News & Analysis
ISSCC Analysis: Memory bottleneck continues to haunt designers
Ronald Wilson
2/19/1999 4:57 PM EST
SAN FRANCISCO Concern over processor-to-memory bandwidth was a common thread running through the papers on CPUs, media processors and memory devices presented at the International Solid-State Circuits Conference here this week.
Despite the enthusiasm over nearly-GHz processor clocks and ever-more-powerful arrays of processing elements, there was a pervasive worry at the conference that the new, deep-submicron engines may starve for want of memory access. There was no single resolution on how to solve the problem-rather, ISSCC papers showed how varied are the approaches architects are investigating to opening the memory bottleneck.
To a great extent, the problem has been created by the continuing success of process engineers and processor designers. With the ability to dispatch multiple instructions per clock and with clock frequencies approaching 1 GHz, the leading CPUs are easily able to crush the fragile pipes connecting them to their sources of instructions. Even specialized media processors, in which instruction streams are predictable and may be contained within a chip, can now process data faster than existing main-memory systems can deliver it.
This has created something of an architectural crisis. A number of designs, particularly in the media-processing area, have already become so bandwidth-constrained that they are unable to reach their design performance on meaningful codes. But both architects and memory-design teams are battling back with a range of ideas.
If one thing was clear this week, it was that there are no silver bullets in anyone's gun belt.
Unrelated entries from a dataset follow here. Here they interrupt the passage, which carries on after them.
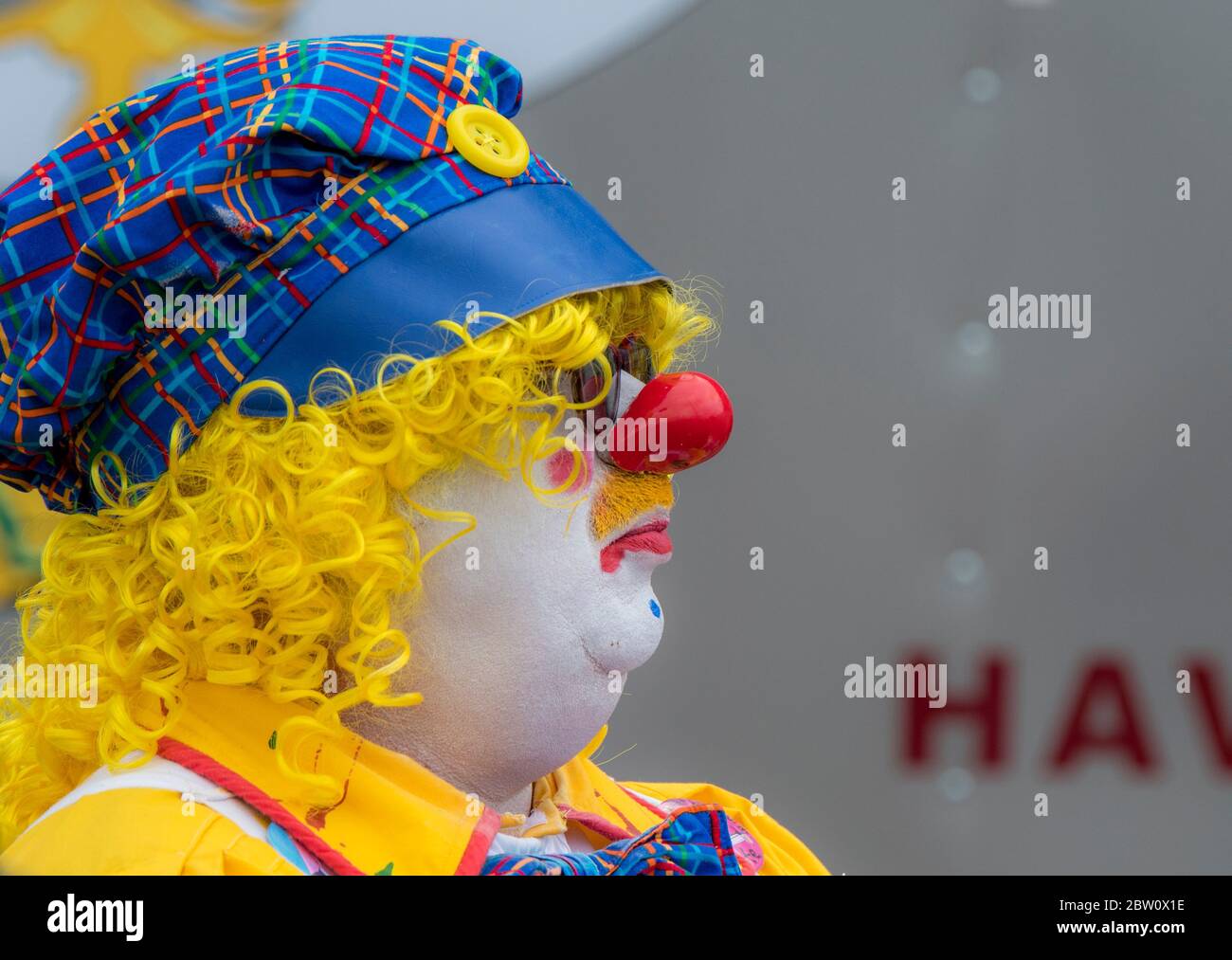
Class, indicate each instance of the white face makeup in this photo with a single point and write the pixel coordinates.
(526, 627)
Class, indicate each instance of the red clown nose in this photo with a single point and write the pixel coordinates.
(695, 417)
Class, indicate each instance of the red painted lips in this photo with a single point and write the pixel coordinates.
(648, 537)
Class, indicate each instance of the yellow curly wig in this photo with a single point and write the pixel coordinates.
(274, 551)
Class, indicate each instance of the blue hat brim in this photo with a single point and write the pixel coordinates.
(509, 251)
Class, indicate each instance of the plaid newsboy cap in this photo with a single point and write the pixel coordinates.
(223, 225)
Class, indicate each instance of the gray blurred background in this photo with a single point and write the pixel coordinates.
(777, 189)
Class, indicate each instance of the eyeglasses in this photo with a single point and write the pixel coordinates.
(629, 356)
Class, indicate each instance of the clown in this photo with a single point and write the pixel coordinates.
(365, 424)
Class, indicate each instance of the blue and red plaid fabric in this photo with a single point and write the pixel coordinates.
(691, 842)
(266, 172)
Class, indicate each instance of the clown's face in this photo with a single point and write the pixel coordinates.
(528, 627)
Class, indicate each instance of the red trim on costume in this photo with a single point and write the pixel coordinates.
(600, 825)
(477, 847)
(209, 768)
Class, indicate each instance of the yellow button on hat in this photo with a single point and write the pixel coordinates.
(488, 139)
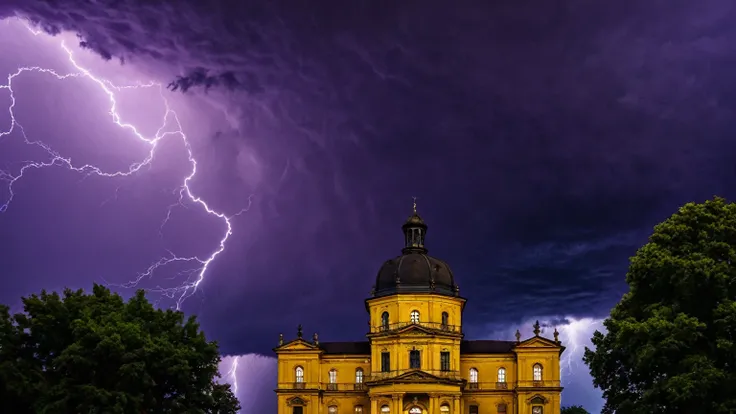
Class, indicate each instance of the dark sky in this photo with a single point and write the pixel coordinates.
(543, 139)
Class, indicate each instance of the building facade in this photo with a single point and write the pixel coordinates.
(415, 359)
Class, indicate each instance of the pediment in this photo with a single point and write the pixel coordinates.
(297, 345)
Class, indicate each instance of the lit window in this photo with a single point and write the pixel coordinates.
(473, 375)
(537, 373)
(299, 374)
(415, 361)
(414, 316)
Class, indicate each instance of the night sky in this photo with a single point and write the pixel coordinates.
(542, 139)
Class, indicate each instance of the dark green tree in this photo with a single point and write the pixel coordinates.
(574, 409)
(669, 346)
(95, 353)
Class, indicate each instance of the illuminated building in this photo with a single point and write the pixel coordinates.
(416, 360)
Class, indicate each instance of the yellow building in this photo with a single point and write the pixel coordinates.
(415, 360)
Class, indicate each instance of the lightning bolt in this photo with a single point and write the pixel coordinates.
(575, 337)
(196, 273)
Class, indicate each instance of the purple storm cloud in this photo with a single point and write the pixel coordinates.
(543, 141)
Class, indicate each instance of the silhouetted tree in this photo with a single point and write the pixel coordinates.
(96, 353)
(574, 409)
(670, 341)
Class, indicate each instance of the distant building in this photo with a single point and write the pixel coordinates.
(415, 360)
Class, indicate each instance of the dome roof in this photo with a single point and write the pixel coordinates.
(415, 271)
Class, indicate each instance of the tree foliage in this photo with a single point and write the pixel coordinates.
(669, 346)
(574, 409)
(96, 353)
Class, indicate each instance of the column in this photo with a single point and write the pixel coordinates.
(397, 399)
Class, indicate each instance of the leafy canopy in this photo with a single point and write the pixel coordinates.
(670, 341)
(574, 409)
(96, 353)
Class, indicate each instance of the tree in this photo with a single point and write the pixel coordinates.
(574, 409)
(669, 346)
(96, 353)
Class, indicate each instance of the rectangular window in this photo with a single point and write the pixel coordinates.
(444, 361)
(415, 360)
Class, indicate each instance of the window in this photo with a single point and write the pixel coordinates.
(414, 316)
(415, 359)
(299, 371)
(444, 361)
(385, 361)
(537, 373)
(384, 321)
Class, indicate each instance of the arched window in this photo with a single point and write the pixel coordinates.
(415, 316)
(299, 371)
(473, 375)
(501, 375)
(537, 372)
There is no single new memory interface or memory hierarchy that can promise relief to all sorts of systems.
The furor over Rambus perhaps illustrates the futility of any search for a panacea. While Intel continues to invest massive amounts of cash in back-end process equipment for DRAM vendors, the DRAM vendors themselves are increasingly saying that Direct Rambus will not be a major issue in the market before the year 2000. Intel is reportedly rescheduling its rollout for the technology, and the DRAM vendors are still struggling with costs and technical problems.
Not least among those problems is scalability, as one senior Hitachi Ltd. researcher remarked this week. "A serious issue with Rambus is that it requires voltages in the I/O ring that are higher than the voltages we use in advanced DRAM cores," the researcher said.
With Rambus slowing, the window appears open for another generation of double-data-rate (DDR) synchronous DRAMs to open up the pipe to main memory.
Papers at ISSCC reflected designers' continuing optimism about DDR. One-Gbit DRAM papers from IBM and Siemens, Samsung and NEC presented designs with synchronous data rates at the I/O pins of 500, 333 and 250 Mbits per second, respectively, all using low-swing SSTL-type pin electronics.
While these speeds do not challenge Rambus' 800 MHz, the interfaces can be made significantly wider-32 bits, in the case of the IBM design-allowing single-chip throughput to equal that of a Rambus channel.
With designs from disparate vendors informally converging on SSTL-2 and 250-MHz clocking, it seems clear that another generation of DDR SDRAMs is in the works. In private conversation, Hitachi designers confirmed that at least one more generation seemed likely.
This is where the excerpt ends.